Constructions en métal, constructions idéales ?1850 – 2050
Les premières constructions en métal datent de la fin du 18e siècle, elles étaient en fonte. L’ouvrage iconique qui les représente est le pont de Coalbrookdale (1779). Ces ouvrages étaient par essence composés d’éléments préfabriqués en usine.
La construction métallique s’est ensuite développée pendant tout le 19e siècle, d’abord de fer et de fonte, puis le fer a été remplacé progressivement par l’acier à partir de l’apparition du convertisseur (pour transformer la fonte en fer) au début des années 1860. La fonte a l’inconvénient d’être fragile et de mal résister à la traction, en revanche elle peut être plus facilement moulée vu sa température de fusion inférieure à celle du fer et de l’acier. Un des témoins majeurs de la construction en fonte est le Crystal Palace (1851). Il était non seulement préfabriqué mais aussi démontable pour pouvoir être remonté ailleurs. Vers les années 1880, on voit apparaitre les maisons dites « en fer » qui étaient en fer ou en acier avec quelques éléments de fonte. Elles étaient principalement destinées aux colonies. C’est le cas des constructions « Système Danly » qui étaient vendues sur catalogue. La partie la plus ancienne du Château de fer de Ath en est un exemple remarquable. D’autre systèmes ont été développés en Belgique et ailleurs pour construire des maisons mais aussi d’autres types d’édifices entièrement préfabriqués : des gares, des écoles, des hôtels… et même des églises. Le Système Danly est remarquable car il fait principalement appel à de fines tôles embouties pour leur donner de la raideur, cette légèreté facilitait le transport des éléments. Dans le même ordre d’idée de préfabrication il y a bien entendu également les ponts métalliques construits en Europe de l’Ouest et envoyés en « pièces détachées » aux colonies ou exportés. Au cours du 20e siècle, « siècle du béton » par opposition au 19e siècle, « siècle du fer » se développent de multiples systèmes préfabriqués en métal, en béton et même en bois. La préfabrication permet un travail en usine à l’abri des intempéries et fait appel à moins de main-d’œuvre ce qui a été prépondérant à partir des années 1960 quand le coût de la main-d’œuvre est devenu déterminant dans le coût total de la construction. La préfabrication des ouvrages en béton s’est fort développée tout au cours de ce siècle mais est restée une préfabrication lourde. Au vingtième siècle la construction en métal, bien entendu toujours préfabriquée a continué à évoluer. La fin de la seconde guerre mondiale a vu le développement des structures en aluminium. Plus léger, il peut plus facilement être moulé et sa corrosion
s’auto-stabilise. Malheureusement son coût est élevé considérant son processus de fabrication fortement
lié au coût de l’énergie électrique. C’est ce coût qui en limite l’usage.

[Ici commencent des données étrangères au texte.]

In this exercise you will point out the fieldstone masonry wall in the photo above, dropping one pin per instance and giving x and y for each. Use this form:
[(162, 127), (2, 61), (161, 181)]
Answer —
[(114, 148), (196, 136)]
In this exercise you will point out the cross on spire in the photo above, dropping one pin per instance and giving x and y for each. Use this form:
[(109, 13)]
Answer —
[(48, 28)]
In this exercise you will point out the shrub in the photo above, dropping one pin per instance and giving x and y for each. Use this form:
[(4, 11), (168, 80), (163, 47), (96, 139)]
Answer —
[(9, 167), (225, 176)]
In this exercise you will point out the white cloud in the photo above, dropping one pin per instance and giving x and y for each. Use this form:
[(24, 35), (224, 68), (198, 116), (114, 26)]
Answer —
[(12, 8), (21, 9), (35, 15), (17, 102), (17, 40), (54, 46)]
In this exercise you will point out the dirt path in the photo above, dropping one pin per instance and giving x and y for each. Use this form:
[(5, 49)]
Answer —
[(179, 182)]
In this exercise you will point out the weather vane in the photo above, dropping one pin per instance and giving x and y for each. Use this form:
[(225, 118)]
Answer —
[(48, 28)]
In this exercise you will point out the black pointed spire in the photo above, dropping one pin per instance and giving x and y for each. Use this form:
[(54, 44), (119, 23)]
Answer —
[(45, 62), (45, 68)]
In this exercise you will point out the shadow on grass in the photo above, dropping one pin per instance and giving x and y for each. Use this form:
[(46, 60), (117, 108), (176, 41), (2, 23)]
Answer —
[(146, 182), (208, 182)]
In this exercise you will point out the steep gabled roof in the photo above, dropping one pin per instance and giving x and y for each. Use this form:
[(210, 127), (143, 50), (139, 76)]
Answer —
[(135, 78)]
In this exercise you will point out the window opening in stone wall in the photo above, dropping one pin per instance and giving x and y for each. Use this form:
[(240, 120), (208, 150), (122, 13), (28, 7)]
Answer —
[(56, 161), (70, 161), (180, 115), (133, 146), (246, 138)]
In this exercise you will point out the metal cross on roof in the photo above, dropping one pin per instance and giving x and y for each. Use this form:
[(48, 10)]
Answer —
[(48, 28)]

Le développement soutenable et la circularité donne un avantage aux constructions métalliques. Si on se
projette dans le futur, les constructions d’urgence et celles dans l’espace feront appel au métal et souvent à l’aluminium considérant sa légèreté. En prenant un peu de hauteur on peut faire pas mal de parallèles entre une préfabrication pour les colonies à la fin du 19e siècle alliant légèreté et simplicité et des constructions dans l’espace visant ces mêmes objectifs.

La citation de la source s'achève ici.